On the other hand, taking care of your physical health can help to improve your mental health, especially when it comes to exercise. According to Bradley University, the mental health benefits of exercise include:
- Enhancing your mental health
- Boosting your mood
- Reducing anxiety levels
Engaging in healthy, smart physical activities and taking care of your body can help you to feel better about yourself and your life, which can cause an improvement to your overall mental health.
Physical Issues That Can Impact Your Mental Health
While there is no denying the connection between mental and physical health, there are certain physical conditions and complications that can have even more of an impact on your mental state. One of those issues is found in your gut.

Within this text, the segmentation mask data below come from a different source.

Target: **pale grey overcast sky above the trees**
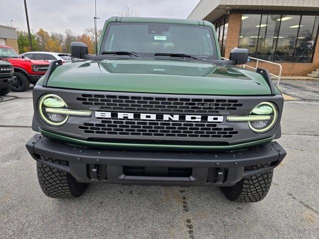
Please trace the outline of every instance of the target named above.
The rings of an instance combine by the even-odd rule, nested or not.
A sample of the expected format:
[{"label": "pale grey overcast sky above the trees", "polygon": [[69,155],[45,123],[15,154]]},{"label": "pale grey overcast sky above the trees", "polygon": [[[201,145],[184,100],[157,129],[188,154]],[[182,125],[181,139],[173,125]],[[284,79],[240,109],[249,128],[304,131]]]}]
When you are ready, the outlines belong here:
[{"label": "pale grey overcast sky above the trees", "polygon": [[[141,16],[186,18],[199,0],[96,0],[98,28],[104,21],[119,15],[129,4]],[[66,28],[80,34],[93,27],[94,0],[27,0],[31,31],[40,27],[46,31],[64,32]],[[0,0],[0,24],[10,24],[26,30],[23,0]]]}]

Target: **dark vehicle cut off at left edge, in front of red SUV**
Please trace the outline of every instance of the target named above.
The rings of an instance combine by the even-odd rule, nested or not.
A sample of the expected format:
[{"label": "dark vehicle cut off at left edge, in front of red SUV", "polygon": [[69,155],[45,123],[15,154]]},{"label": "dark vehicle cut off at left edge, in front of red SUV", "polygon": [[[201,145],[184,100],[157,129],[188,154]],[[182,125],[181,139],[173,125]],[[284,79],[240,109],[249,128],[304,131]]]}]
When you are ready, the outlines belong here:
[{"label": "dark vehicle cut off at left edge, in front of red SUV", "polygon": [[11,91],[13,76],[13,66],[8,61],[0,60],[0,96],[5,96]]}]

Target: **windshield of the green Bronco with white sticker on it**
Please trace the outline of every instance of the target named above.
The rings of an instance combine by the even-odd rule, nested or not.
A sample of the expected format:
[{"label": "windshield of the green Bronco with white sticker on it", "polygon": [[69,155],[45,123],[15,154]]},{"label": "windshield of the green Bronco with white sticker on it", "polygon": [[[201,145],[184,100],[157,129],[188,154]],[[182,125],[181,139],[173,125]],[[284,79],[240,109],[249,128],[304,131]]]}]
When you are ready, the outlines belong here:
[{"label": "windshield of the green Bronco with white sticker on it", "polygon": [[217,60],[212,29],[172,23],[112,22],[106,29],[101,52],[129,51],[142,56],[154,53],[187,54]]}]

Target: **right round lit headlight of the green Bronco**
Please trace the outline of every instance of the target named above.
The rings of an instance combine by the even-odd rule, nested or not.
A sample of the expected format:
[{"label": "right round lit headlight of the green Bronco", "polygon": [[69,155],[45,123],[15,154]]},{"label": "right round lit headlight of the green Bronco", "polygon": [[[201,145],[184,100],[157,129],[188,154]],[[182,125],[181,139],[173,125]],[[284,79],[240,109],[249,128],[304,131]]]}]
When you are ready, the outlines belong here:
[{"label": "right round lit headlight of the green Bronco", "polygon": [[249,127],[257,133],[269,131],[277,122],[278,110],[277,107],[270,102],[260,103],[252,110],[251,116],[269,116],[267,120],[248,121]]}]

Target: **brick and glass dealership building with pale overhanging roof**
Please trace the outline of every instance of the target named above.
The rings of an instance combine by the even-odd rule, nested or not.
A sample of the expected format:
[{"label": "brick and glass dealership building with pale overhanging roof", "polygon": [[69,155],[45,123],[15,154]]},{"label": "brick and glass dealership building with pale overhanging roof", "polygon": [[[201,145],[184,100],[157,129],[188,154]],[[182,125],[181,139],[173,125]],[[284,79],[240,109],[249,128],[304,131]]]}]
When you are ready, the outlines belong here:
[{"label": "brick and glass dealership building with pale overhanging roof", "polygon": [[[225,58],[238,47],[280,63],[283,76],[307,76],[319,68],[319,0],[200,0],[188,19],[214,24]],[[265,62],[259,67],[279,71]]]}]

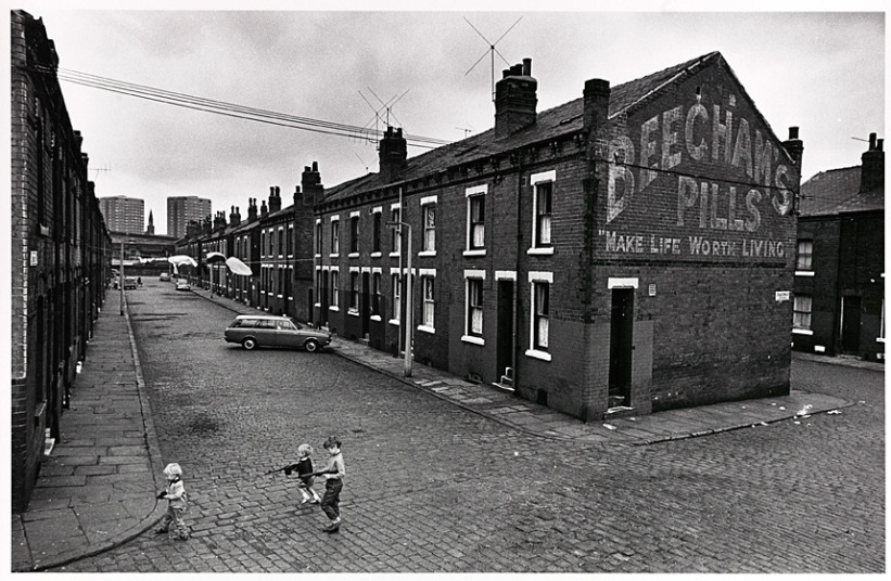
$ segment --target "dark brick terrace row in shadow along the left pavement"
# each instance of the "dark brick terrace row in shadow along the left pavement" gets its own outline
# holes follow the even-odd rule
[[[116,249],[41,18],[11,11],[10,413],[12,511],[27,509],[44,451],[64,435],[77,363]]]

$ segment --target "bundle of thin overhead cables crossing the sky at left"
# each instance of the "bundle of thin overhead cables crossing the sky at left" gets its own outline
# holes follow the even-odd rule
[[[203,111],[205,113],[214,113],[216,115],[225,115],[239,119],[247,119],[252,121],[259,121],[269,125],[277,125],[281,127],[290,127],[293,129],[302,129],[305,131],[314,131],[317,133],[326,133],[331,135],[359,138],[359,139],[380,139],[382,132],[378,129],[370,129],[367,127],[357,127],[345,124],[338,124],[333,121],[326,121],[322,119],[314,119],[311,117],[300,117],[296,115],[288,115],[268,109],[256,107],[247,107],[234,103],[227,103],[225,101],[215,101],[201,96],[190,95],[186,93],[177,93],[166,91],[164,89],[156,89],[144,85],[136,85],[107,77],[100,77],[90,75],[88,73],[80,73],[71,69],[51,69],[48,67],[38,67],[38,70],[47,74],[55,74],[59,80],[90,87],[93,89],[101,89],[128,96],[136,96],[168,105],[176,105],[179,107],[191,108],[195,111]],[[435,149],[440,145],[451,143],[450,141],[427,138],[422,135],[413,135],[404,133],[403,135],[409,145],[416,147]]]

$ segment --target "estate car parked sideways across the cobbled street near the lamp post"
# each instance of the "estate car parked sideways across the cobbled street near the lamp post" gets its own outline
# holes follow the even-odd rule
[[[228,343],[239,343],[249,351],[257,347],[302,347],[310,353],[331,343],[331,333],[294,322],[288,317],[240,314],[226,328]]]

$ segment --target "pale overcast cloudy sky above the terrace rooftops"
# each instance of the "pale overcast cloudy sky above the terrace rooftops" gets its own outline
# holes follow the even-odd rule
[[[115,8],[128,4],[151,9]],[[880,2],[546,4],[456,0],[423,12],[373,0],[326,3],[333,7],[327,12],[271,0],[12,7],[43,18],[68,78],[88,74],[300,117],[302,127],[317,120],[383,129],[389,114],[411,135],[456,141],[494,125],[493,54],[496,80],[509,64],[532,59],[540,112],[581,96],[587,79],[616,86],[716,50],[780,139],[800,127],[805,179],[858,165],[869,133],[884,138]],[[634,12],[604,11],[616,9]],[[228,216],[238,206],[245,216],[247,198],[266,199],[271,185],[289,205],[313,162],[327,186],[378,169],[373,140],[358,132],[329,134],[61,85],[97,196],[144,199],[157,234],[167,232],[167,196],[207,197],[214,212]],[[425,151],[410,146],[409,156]]]

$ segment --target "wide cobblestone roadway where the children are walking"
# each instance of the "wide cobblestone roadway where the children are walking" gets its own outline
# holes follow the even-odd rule
[[[883,374],[795,360],[841,413],[652,446],[539,438],[330,352],[245,351],[169,284],[130,314],[193,537],[151,531],[54,571],[883,572]],[[343,526],[264,475],[343,441]],[[316,485],[321,493],[322,485]]]

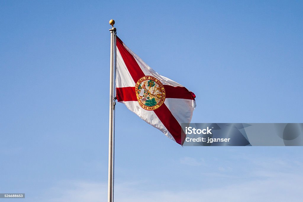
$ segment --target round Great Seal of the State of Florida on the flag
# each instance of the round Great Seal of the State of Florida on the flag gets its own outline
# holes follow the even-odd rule
[[[155,110],[164,103],[164,86],[155,77],[144,76],[140,78],[135,85],[135,90],[138,102],[145,110]]]

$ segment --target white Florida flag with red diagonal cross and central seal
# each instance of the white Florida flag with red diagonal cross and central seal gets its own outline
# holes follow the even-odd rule
[[[117,37],[116,98],[140,118],[178,144],[185,133],[181,123],[190,123],[196,107],[195,94],[159,75]]]

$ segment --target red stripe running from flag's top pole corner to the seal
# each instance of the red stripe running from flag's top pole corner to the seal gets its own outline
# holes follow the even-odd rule
[[[145,76],[142,69],[139,67],[137,61],[135,60],[134,56],[128,52],[128,50],[123,46],[123,42],[120,38],[117,37],[117,48],[122,56],[122,59],[127,67],[128,72],[132,76],[135,83]]]

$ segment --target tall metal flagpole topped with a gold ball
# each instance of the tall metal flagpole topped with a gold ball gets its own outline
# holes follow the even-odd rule
[[[115,39],[116,28],[114,27],[115,21],[110,20],[109,24],[112,28],[109,30],[111,33],[111,61],[110,61],[110,73],[109,73],[109,132],[108,132],[108,202],[114,200],[114,110],[115,110],[115,98],[114,98],[114,65],[115,65]]]

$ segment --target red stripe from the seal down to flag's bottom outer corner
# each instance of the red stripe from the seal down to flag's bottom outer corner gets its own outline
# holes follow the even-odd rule
[[[163,103],[161,107],[154,110],[162,124],[166,127],[168,132],[175,138],[178,144],[183,144],[185,140],[185,133],[182,130],[179,122],[171,114],[171,111]]]

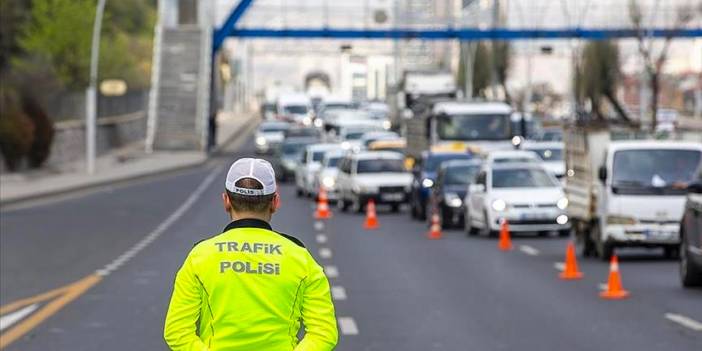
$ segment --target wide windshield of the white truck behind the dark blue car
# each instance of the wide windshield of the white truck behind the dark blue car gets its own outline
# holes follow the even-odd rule
[[[441,140],[509,140],[512,138],[508,115],[452,115],[438,118]]]

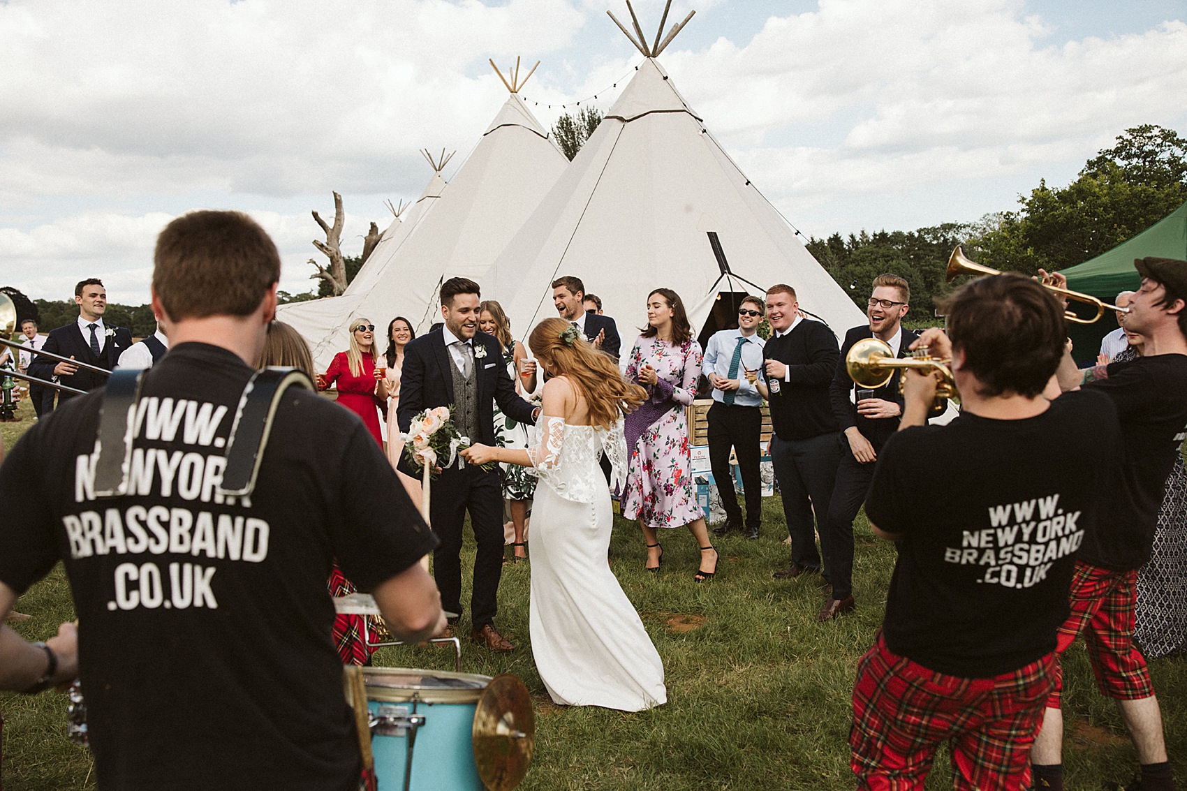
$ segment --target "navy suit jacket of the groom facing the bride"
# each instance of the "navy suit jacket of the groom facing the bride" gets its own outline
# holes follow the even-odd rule
[[[507,373],[503,353],[499,340],[485,333],[476,333],[474,348],[482,346],[487,356],[475,355],[474,367],[478,376],[478,432],[471,437],[474,442],[484,445],[495,444],[495,404],[499,409],[520,423],[532,424],[533,404],[525,401],[515,392],[515,382]],[[413,338],[404,347],[404,367],[400,369],[400,403],[396,407],[396,419],[400,431],[407,431],[412,418],[424,410],[434,406],[452,406],[453,400],[453,357],[445,348],[445,337],[440,330]],[[402,463],[402,462],[401,462]]]

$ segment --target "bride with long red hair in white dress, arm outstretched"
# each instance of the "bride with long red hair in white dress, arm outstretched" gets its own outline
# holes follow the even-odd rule
[[[468,461],[531,467],[532,654],[548,695],[566,705],[639,711],[667,701],[664,663],[607,563],[614,511],[598,458],[626,475],[622,409],[646,392],[563,318],[532,330],[528,346],[552,378],[544,385],[538,438],[527,450],[474,445]]]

Research has shown that issues within your gut biome (including inflammation) can cause mental health symptoms that look like depression and anxiety. In some cases, problems in the gut biome can even create the same symptoms as diseases like Parkinson’s. Unfortunately, the mind-gut connection is a vicious cycle, because those who already deal with mental health issues like anxiety and depression often experience changes in the gut due to stress.
You can manage your gut health by controlling what you eat. Things like processed foods and refined sugars can cause a bacterial imbalance in your gut. Instead, fill your diet with:
- Whole grains
- Lean meats
- Fruits and vegetables
Another area of the body that can have an impact on your mental health is the thyroid. Hypothyroidism has been linked to depression and other mental health issues, and it can cause mood swings and make it difficult to concentrate. If you’re not sure if you have thyroid problems, some of the other symptoms include:
- Weight gain
- Hair loss
- Dry skin
- Feeling cold
While medication is often needed to treat thyroid issues, you can also take care of your mental health at the same time by trying things like meditation and making sure you’re getting enough sleep to feel more relaxed, especially during stressful times.
Finding Help If You Need It
Because mental health issues are so prominent around the world, there is a plethora of information about how to manage your symptoms and look after your mental wellness on your own. Some of those strategies include tips you can use every day, like setting realistic goals for yourself and being more mindful.
But it’s also important to seek out professional help if you need it. Many insurance companies cover the cost of mental health treatments, including Medicare Part B for outpatient care.
Getting treatment for your mental health issues can help you to respond better, physically. You might feel more motivated and productive, get better sleep at night, and have more energy. That can start a positive cycle, in which your physical wellbeing pushes your mental wellbeing to a better place, and you can start to not only recognize your self-worth, but you can make both your physical and mental health lasting priorities in your life.